Harry's Gang: Financial institutions change but community value remains
February 12, 2021
We're fortunate to have so many quality banking options here in town. Not only do we have a couple branches of some major banks, we also have plenty of smaller, local banks for most services.
It's not just banks. Credit unions have a long history in these parts, due in no small part to the influence the Finnish people have on our culture. Finns knew that if they pooled their resources, they could compete with the big banks and still have local control of their money. Credit unions were usually smaller, local operations, named after the group they primarily served: Cloquet Co-op Credit Union, Potlach Employees Credit Union, Minnesota Power Employee Credit Union.

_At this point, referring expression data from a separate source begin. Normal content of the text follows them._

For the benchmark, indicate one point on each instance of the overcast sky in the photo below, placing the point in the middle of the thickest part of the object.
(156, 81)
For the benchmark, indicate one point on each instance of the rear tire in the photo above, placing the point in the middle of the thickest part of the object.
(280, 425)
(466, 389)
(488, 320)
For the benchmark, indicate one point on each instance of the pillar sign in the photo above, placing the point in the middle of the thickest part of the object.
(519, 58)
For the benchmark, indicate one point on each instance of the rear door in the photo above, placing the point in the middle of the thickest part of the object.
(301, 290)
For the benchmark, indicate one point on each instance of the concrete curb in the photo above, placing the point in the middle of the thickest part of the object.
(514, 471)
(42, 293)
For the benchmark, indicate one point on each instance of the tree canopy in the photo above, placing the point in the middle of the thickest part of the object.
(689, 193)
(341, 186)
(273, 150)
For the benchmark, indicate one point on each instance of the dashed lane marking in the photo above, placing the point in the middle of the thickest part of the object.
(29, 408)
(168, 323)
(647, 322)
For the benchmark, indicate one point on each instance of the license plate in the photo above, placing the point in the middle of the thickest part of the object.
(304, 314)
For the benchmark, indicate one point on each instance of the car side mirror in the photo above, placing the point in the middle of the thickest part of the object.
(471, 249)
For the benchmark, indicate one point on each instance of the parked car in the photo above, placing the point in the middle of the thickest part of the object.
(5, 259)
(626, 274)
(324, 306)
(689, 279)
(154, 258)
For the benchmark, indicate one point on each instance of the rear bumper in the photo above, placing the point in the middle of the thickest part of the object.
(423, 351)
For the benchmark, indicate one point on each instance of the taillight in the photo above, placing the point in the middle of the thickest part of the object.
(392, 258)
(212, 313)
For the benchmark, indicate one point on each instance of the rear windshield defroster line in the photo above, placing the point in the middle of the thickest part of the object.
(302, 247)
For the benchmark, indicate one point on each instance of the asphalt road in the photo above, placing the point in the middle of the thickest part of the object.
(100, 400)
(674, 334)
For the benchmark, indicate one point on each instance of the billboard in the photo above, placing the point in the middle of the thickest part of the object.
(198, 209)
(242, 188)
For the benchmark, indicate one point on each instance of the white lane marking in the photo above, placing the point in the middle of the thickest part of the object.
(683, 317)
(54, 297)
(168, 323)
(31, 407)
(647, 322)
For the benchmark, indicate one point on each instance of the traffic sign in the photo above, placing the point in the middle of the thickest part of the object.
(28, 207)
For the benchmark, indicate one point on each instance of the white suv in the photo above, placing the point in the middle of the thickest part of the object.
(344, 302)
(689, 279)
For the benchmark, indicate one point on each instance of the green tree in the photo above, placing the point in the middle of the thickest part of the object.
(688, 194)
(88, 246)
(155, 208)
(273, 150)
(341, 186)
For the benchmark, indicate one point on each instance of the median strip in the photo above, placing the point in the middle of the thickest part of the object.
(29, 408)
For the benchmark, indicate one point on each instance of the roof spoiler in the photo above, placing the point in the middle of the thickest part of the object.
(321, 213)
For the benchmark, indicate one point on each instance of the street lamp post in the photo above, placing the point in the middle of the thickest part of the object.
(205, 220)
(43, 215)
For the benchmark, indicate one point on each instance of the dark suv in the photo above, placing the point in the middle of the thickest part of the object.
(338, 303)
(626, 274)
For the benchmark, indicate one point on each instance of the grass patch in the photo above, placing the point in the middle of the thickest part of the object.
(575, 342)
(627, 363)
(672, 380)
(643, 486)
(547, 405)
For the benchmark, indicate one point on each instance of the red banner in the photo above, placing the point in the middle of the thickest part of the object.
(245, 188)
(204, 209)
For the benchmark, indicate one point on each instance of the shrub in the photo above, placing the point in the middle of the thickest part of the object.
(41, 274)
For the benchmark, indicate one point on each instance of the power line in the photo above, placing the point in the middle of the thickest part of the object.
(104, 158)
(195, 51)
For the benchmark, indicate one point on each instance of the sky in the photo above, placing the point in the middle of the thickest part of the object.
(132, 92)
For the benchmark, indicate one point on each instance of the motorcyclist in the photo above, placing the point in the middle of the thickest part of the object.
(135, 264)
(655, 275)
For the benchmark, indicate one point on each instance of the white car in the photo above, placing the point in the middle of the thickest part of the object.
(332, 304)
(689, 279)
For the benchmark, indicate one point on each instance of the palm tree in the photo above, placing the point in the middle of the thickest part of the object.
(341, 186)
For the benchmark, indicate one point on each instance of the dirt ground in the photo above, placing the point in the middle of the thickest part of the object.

When regulations changed, many credit unions changed names to show they accepted a wider reach of customers. The Co-op became Members Cooperative Credit Union, which is logical, and Potlach became Northwoods Credit Union. Others came up with names so odd that they had no logical relationship to the services they provided. Spire? Affinity? Centricity? I'm not even sure what those words mean.
I've always liked our local banks, too. State Bank of Tower and CornerStone Bank were the banks I first used when I got here. Peter McKinney, president of State Bank, once put me in a headlock when I mentioned I didn't have a checking account at his bank. Peter's a pretty reserved guy, so having him pull a wrestling move on me was particularly funny. I enjoyed discussing politics with Jeannine Nordin, Cornerstone's president for a long time, as she is very conservative and I am not so much so. That's part of the fun of local banks - many of us get to know our tellers, but it's in small towns that the average customer can hobnob with the bank president.
Then there's Woodlands Bank, owned by the Mille Lacs Band of Ojibwe, squeezed into a tiny lot on North Road by Minnesota Highway 33. They focus on serving band members, although they welcome any customer. They are probably the newest bank in Cloquet. At a time when many banks are consolidating into mega banks that are too big to fail, it's refreshing to see local banks still have a presence in town.
And those time and temperature signs outside many banks? It's one of their most valuable services. How would we know what time it is, or how cold it is, if it weren't for our banks?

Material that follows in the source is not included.